Stephen Kenny: 'My instinct is that is not going to happen' - Republic boss downbeat on future

Stephen Kenny waves to the crowd
An emotional Stephen Kenny was downbeat about his future as Republic of Ireland manager after Tuesday's 1-1 draw at home to New Zealand

An emotional Stephen Kenny said his instinct is he won't be offered a new contract as Republic of Ireland manager by the Football Association of Ireland.

Pressure has been mounting on Kenny after a poor Euro 2024 qualifying campaign in which the Republic's only two wins came against Gibraltar.

Kenny said he would "respect" whatever decision the FAI makes on his future.

"It would be a dream to carry on but my instinct is that is not going to happen," Kenny said.

Speaking after Tuesday's 1-1 draw with New Zealand in Dublin, Kenny added: "That's my own instinct and the evidence would suggest it's not going to happen.

"Obviously the board are meeting next week. They have a decision to make and I respect whatever that decision is."

Since being appointed as manager in 2020, Kenny had been building towards the Euro 2024 qualifiers and they were handed a difficult group alongside France and the Netherlands.

While automatic qualification was always going to be a long shot, there was still hope for the play-offs but a poor Nations League campaign put Kenny's side on the back foot and, while losses to the French and Dutch were expected, two defeats by Greece ended their hopes.
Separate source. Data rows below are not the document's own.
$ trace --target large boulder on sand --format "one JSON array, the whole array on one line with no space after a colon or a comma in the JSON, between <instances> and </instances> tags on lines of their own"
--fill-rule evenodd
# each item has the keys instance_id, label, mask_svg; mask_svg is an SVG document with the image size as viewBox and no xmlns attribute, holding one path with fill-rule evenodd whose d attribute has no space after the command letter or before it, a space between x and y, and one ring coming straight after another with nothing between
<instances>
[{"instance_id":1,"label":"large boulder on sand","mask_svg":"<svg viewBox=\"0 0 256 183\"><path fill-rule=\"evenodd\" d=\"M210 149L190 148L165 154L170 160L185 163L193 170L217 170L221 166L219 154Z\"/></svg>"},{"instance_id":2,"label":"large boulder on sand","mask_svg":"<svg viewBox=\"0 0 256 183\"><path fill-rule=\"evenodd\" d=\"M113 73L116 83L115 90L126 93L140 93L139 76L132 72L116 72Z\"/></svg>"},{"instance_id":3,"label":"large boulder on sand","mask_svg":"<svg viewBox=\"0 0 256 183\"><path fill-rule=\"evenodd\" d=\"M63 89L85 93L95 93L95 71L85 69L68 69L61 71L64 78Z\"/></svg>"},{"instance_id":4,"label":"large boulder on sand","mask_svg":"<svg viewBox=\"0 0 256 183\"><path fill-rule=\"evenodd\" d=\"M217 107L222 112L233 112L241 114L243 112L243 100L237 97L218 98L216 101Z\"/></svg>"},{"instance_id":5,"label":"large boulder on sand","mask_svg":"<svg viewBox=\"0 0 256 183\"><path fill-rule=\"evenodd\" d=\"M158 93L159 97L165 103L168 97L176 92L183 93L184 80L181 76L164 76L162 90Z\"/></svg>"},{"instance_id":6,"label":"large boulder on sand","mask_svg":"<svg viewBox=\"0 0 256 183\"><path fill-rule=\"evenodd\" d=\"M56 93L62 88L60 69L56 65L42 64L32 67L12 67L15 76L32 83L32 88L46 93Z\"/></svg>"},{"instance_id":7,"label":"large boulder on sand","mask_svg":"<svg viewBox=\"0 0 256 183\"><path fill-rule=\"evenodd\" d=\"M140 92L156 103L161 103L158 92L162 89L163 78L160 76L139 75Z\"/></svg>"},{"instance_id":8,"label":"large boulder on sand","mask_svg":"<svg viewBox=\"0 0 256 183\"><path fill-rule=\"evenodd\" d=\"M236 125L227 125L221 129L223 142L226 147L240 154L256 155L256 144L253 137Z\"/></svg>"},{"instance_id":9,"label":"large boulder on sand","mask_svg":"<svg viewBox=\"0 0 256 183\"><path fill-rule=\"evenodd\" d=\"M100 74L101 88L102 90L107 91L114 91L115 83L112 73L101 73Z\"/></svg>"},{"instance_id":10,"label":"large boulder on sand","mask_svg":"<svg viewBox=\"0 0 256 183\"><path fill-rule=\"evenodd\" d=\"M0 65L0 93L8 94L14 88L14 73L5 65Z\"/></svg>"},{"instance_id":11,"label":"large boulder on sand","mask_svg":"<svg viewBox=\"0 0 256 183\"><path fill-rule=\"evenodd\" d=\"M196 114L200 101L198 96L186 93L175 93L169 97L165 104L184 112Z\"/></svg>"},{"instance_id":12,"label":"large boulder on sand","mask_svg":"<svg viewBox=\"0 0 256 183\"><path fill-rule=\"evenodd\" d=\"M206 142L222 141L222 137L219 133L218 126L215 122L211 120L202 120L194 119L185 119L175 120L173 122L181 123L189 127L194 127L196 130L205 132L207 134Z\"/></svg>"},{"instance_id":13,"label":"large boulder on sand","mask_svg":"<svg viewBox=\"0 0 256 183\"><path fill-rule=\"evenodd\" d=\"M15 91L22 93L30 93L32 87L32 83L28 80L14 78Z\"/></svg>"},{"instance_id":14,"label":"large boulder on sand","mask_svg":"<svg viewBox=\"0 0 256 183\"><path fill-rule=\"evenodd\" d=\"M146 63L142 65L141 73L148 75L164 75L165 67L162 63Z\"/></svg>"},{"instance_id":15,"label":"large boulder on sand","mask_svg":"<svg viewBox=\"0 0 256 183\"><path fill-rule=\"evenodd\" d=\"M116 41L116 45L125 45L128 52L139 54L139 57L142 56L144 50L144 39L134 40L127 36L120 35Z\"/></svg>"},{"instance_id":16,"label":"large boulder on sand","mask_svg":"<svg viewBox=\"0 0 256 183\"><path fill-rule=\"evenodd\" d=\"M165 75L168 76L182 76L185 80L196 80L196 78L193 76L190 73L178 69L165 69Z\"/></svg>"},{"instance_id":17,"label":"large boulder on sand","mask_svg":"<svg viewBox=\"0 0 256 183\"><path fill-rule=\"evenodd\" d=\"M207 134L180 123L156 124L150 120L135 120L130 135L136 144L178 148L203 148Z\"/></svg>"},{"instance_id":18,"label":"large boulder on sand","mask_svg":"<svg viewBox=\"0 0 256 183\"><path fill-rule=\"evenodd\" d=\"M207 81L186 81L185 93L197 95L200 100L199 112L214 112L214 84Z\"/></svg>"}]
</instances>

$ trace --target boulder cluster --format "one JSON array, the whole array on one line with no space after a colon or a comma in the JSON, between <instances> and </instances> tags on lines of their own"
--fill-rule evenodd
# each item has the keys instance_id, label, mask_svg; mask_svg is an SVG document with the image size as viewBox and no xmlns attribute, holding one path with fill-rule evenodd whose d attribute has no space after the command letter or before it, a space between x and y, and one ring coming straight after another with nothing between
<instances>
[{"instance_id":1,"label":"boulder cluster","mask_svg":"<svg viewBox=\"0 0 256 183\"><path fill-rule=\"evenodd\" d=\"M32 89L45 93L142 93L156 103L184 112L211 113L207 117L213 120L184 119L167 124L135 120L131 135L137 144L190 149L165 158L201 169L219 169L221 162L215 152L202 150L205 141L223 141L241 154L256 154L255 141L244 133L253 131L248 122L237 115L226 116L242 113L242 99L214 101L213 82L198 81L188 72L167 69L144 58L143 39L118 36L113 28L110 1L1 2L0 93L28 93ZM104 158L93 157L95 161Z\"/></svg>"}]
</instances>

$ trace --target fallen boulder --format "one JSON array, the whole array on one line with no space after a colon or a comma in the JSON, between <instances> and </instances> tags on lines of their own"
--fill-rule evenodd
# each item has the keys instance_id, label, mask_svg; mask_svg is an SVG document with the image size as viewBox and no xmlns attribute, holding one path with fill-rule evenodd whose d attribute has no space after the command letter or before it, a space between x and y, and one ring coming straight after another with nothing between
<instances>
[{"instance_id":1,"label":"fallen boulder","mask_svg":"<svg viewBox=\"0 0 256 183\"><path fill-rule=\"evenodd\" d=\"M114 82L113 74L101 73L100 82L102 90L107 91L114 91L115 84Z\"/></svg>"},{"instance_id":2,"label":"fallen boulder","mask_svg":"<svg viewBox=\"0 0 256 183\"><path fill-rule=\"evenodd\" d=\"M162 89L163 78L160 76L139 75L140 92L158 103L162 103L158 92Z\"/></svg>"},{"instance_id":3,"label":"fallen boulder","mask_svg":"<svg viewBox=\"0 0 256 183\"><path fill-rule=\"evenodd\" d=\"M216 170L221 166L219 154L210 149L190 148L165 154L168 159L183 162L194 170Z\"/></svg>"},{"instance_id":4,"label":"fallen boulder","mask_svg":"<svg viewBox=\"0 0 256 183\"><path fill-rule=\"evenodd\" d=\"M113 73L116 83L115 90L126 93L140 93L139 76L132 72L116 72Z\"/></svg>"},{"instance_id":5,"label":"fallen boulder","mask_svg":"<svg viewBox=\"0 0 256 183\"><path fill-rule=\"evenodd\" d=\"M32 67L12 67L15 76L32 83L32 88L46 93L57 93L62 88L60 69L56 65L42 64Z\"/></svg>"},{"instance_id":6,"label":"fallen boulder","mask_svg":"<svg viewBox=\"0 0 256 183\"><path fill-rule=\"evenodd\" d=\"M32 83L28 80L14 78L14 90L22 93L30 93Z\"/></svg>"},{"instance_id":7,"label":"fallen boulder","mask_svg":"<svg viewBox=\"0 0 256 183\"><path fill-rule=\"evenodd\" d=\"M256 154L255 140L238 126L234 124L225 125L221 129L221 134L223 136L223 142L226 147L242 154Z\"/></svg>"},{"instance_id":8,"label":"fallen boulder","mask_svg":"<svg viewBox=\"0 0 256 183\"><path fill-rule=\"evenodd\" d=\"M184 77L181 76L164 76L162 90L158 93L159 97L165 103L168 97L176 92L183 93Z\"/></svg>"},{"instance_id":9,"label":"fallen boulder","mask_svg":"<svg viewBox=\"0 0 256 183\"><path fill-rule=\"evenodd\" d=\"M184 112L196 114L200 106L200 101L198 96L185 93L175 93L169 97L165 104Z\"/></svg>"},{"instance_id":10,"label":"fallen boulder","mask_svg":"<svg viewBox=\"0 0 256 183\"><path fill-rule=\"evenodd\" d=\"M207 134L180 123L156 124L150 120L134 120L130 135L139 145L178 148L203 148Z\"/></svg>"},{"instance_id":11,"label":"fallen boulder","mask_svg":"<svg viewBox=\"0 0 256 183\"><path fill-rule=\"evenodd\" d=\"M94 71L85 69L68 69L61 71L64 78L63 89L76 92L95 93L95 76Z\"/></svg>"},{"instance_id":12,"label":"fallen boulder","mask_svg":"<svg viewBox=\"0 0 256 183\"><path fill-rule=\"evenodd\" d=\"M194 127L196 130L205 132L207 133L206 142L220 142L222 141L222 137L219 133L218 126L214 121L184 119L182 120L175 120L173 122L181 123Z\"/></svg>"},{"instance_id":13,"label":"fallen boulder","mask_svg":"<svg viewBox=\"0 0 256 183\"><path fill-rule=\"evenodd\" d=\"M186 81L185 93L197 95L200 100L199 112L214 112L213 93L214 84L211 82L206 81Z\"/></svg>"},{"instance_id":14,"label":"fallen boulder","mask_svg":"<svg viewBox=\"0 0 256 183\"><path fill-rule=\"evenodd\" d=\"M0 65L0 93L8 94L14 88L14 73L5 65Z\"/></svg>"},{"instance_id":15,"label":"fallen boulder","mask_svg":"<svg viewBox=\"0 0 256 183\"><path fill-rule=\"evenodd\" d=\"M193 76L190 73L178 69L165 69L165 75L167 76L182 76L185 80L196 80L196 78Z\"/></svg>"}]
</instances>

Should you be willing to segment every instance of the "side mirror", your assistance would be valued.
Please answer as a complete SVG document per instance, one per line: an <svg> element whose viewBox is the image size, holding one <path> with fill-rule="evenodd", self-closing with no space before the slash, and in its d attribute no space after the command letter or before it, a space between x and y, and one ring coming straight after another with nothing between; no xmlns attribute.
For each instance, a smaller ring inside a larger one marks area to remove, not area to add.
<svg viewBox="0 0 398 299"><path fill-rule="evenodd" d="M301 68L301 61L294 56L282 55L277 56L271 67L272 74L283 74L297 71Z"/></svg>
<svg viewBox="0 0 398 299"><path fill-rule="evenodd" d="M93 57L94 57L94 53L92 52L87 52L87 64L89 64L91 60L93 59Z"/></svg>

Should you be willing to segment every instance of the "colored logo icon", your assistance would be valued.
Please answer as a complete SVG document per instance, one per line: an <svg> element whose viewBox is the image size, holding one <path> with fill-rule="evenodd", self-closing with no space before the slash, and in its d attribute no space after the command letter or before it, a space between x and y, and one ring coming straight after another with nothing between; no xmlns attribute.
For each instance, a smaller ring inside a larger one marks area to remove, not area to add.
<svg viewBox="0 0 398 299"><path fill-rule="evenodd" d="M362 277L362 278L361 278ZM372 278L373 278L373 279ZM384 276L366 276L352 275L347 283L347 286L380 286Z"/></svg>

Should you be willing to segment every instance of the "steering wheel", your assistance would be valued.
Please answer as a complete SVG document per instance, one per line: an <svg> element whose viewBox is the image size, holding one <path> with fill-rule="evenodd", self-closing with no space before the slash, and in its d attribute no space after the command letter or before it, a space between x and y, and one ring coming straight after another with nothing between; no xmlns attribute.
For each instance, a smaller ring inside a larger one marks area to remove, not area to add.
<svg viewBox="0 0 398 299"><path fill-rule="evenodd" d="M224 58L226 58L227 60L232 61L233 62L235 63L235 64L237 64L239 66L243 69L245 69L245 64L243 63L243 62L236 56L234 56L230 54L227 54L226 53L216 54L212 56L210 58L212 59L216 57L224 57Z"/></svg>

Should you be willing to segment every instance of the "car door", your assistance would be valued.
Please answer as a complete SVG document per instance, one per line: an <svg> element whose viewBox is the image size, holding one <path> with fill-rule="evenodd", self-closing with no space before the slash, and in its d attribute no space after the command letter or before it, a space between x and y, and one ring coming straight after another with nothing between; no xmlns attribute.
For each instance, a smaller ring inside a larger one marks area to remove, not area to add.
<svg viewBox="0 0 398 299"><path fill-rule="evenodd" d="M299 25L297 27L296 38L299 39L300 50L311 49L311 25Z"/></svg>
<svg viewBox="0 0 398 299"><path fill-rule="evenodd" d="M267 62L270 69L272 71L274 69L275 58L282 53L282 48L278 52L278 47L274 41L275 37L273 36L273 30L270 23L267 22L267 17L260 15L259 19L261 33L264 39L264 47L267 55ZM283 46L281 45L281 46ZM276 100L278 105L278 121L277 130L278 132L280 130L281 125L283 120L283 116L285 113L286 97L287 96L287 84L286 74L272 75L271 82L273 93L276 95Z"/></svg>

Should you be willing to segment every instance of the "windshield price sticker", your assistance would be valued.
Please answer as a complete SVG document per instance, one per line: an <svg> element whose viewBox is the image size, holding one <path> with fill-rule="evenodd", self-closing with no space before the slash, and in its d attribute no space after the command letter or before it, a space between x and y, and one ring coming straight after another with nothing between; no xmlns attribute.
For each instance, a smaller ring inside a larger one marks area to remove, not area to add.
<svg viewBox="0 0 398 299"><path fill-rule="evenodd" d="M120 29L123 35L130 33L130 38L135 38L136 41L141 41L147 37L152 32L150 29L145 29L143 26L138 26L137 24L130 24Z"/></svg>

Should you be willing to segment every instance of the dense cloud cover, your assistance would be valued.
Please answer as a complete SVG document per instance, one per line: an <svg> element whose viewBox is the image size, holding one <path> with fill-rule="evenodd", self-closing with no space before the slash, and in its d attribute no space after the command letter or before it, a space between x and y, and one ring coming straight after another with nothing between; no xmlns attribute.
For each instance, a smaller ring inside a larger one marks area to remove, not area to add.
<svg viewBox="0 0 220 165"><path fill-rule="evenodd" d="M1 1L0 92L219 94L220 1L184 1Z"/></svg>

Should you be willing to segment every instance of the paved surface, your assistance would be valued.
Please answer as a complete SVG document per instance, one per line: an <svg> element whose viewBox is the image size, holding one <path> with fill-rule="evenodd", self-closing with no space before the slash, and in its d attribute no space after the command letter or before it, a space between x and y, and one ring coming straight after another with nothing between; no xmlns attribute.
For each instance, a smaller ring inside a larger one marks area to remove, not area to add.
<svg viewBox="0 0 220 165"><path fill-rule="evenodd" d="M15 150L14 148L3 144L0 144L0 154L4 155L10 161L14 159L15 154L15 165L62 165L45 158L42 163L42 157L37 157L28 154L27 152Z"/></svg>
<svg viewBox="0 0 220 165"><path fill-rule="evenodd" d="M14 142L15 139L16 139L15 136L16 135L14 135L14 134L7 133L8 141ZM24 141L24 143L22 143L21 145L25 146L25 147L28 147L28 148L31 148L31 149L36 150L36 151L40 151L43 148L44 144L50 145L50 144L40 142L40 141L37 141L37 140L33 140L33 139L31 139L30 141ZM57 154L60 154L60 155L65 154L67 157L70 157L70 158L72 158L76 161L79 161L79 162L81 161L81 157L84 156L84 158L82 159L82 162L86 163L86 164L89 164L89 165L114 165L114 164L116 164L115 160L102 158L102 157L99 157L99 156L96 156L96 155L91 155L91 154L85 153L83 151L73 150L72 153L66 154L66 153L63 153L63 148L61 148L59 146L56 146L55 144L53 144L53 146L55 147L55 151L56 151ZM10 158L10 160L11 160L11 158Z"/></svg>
The Republic's only two wins of the campaign came against minnows Gibraltar, leaving his record standing at just six victories in his 29 competitive games in charge.

Tuesday's friendly draw with New Zealand, ranked 103rd in the world, was another disappointment and Kenny applauded the fans in what was likely to be his final lap of honour as manager.

"From my point of view, there is no greater honour than managing your country," Kenny, 52, said, adding that the support had been "magnificent".

"It's a huge privilege and it was an emotional dressing room with the players there.

"There is so many great people there. Whatever you do in life, it will be a step down. No matter what you do. But that's the way it is.

"I've always been a big picture person. You have to see what the picture is and see what you can achieve or obtained and be worked towards.

"When you do that and you set the bar high, your fall can be acute. That's the nature of how I have always managed, really.

"It leads you to incredible highs and setbacks. That's how I see things.

"I don't mean that as some badge of honour. You can only be true to yourself."

'Football is ruthless'

Despite the disappointing results during his tenure, Kenny has often pointed to the fact he has been rebuilding the team and the Dubliner handed out 24 competitive debuts during his reign.

"I think 90% or 95% of the players, their careers are on an upward trajectory and they are only going to improve," he added.

"We have had a lot of setbacks and international football is ruthless. That's the nature of it.

"I know that and I understood that. That's the way I look at it.

"I think people speculated I was one game away [from being sacked] a few times. That could have been the case, I don't know.

"It did feel like that sometimes, but in the inner sanctum of the dressing room it was never so.

"Honestly, when I review the last 18 months and I had eight or nine players in League One and I was at a lot of League One games.

"Now we've seven or eight in the Premier League and I feel that will improve again.

"I feel the squad, in League B of the Nations League next year, with the experience they have now will equip themselves very well and that's how I see it."

With the on-pitch performances and by his own admissions, it seems more and more likely Kenny will not be the man to take the team forward and help it grow into the "big picture" he had envisioned.